Investigating the Effect of Lithosphere Thickness and Viscosity on Mantle Dynamics Throughout the Supercontinent Cycle

The relationship between the lithosphere and the mantle during the supercontinent cycle is complex and poorly constrained. The processes which drive dispersal are often simplified to two end members: slab pull and plume push. We aim to explore how lithosphere thickness and viscosity during supercontinent assembly may affect the interaction of deep mantle structures throughout the supercontinent cycle. We consider supercontinental lithosphere structure as one of many potential processes which may affect the evolution of upwellings and downwellings and therefore systematically vary the properties of continental and cratonic lithosphere, respectively within our 3D spherical simulations. The viscosity and thickness of the lithosphere alters the dip and trajectory of downwelling material beneath the supercontinent as it assembles. Focusing on Pangea, we observe that plumes evolve and are swept beneath the center of the supercontinent by circum-continental subduction. The proximity of these upwelling and downwelling structures beneath the supercontinent interior varies with lithosphere thickness and viscosity.

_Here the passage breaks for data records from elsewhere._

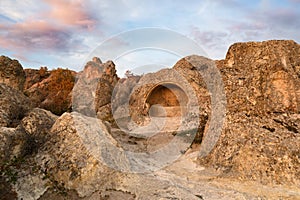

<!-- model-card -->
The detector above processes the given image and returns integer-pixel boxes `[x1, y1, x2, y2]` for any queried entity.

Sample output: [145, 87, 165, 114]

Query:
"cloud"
[45, 0, 96, 30]
[0, 20, 71, 51]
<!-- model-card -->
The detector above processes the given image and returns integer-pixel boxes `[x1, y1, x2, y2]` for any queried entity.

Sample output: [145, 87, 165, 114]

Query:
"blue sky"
[0, 0, 300, 74]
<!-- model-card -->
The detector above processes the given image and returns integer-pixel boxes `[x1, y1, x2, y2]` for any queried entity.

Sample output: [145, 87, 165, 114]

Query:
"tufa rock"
[73, 58, 119, 121]
[0, 83, 31, 127]
[199, 40, 300, 184]
[0, 56, 25, 91]
[36, 112, 123, 197]
[25, 68, 76, 115]
[0, 127, 29, 166]
[21, 108, 58, 147]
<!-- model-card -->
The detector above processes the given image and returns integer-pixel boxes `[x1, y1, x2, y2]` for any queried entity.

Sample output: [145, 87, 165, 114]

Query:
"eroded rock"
[0, 83, 31, 127]
[0, 56, 25, 91]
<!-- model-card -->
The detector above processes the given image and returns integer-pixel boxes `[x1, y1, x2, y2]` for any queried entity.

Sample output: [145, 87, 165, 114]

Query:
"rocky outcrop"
[24, 67, 51, 90]
[21, 108, 58, 148]
[24, 68, 76, 115]
[200, 41, 300, 184]
[217, 40, 300, 115]
[0, 127, 29, 163]
[72, 57, 119, 121]
[0, 56, 25, 91]
[0, 83, 31, 127]
[36, 113, 119, 197]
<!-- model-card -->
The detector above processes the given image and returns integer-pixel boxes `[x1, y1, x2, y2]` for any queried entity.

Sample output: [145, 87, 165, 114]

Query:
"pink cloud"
[45, 0, 96, 30]
[0, 20, 70, 52]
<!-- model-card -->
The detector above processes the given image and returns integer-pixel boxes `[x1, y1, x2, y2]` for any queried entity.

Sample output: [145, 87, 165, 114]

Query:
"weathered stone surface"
[0, 83, 31, 127]
[0, 127, 29, 163]
[24, 68, 76, 115]
[21, 108, 58, 147]
[24, 67, 51, 90]
[72, 57, 119, 121]
[0, 56, 25, 91]
[217, 40, 300, 115]
[36, 113, 119, 197]
[200, 41, 300, 184]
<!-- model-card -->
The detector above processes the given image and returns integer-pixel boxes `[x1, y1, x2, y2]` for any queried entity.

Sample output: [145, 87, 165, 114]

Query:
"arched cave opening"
[146, 83, 188, 117]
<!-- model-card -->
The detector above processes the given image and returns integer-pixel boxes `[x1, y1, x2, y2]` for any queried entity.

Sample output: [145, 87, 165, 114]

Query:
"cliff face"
[0, 56, 25, 91]
[24, 67, 76, 115]
[217, 40, 300, 114]
[0, 40, 300, 199]
[200, 40, 300, 184]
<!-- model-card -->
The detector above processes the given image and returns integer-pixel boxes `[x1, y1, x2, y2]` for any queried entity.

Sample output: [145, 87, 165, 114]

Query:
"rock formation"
[72, 57, 119, 121]
[25, 67, 76, 115]
[200, 40, 300, 184]
[0, 83, 31, 127]
[0, 56, 25, 91]
[0, 40, 300, 200]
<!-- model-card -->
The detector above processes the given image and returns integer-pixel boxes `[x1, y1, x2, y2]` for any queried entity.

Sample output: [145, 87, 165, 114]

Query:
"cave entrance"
[146, 83, 188, 117]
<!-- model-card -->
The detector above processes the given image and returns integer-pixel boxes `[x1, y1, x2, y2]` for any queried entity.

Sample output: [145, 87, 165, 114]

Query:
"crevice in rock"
[262, 126, 275, 133]
[273, 119, 299, 133]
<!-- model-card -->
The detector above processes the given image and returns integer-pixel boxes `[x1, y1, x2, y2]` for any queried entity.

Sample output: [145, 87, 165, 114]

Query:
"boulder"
[0, 56, 25, 91]
[36, 112, 123, 197]
[24, 68, 76, 115]
[21, 108, 58, 147]
[0, 127, 30, 166]
[72, 57, 119, 121]
[0, 83, 32, 127]
[199, 40, 300, 184]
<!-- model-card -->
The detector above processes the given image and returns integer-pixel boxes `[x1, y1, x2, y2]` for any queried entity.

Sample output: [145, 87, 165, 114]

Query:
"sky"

Where slabs impinge on the top of an evolving plume head (when continental and cratonic lithosphere are thick and viscous in our simulations), the cold slabs can reduce the magnitude of an evolving plume. Conversely, when the continental lithosphere is thin and weak in our simulations, slab dips shallow in the upper mantle and descend adjacent to the evolving plume, sweeping it laterally near the core-mantle boundary. These contrasting evolutions alter the magnitude of the thermal anomaly and the degree to which the plume can thin the lithosphere prior to breakup.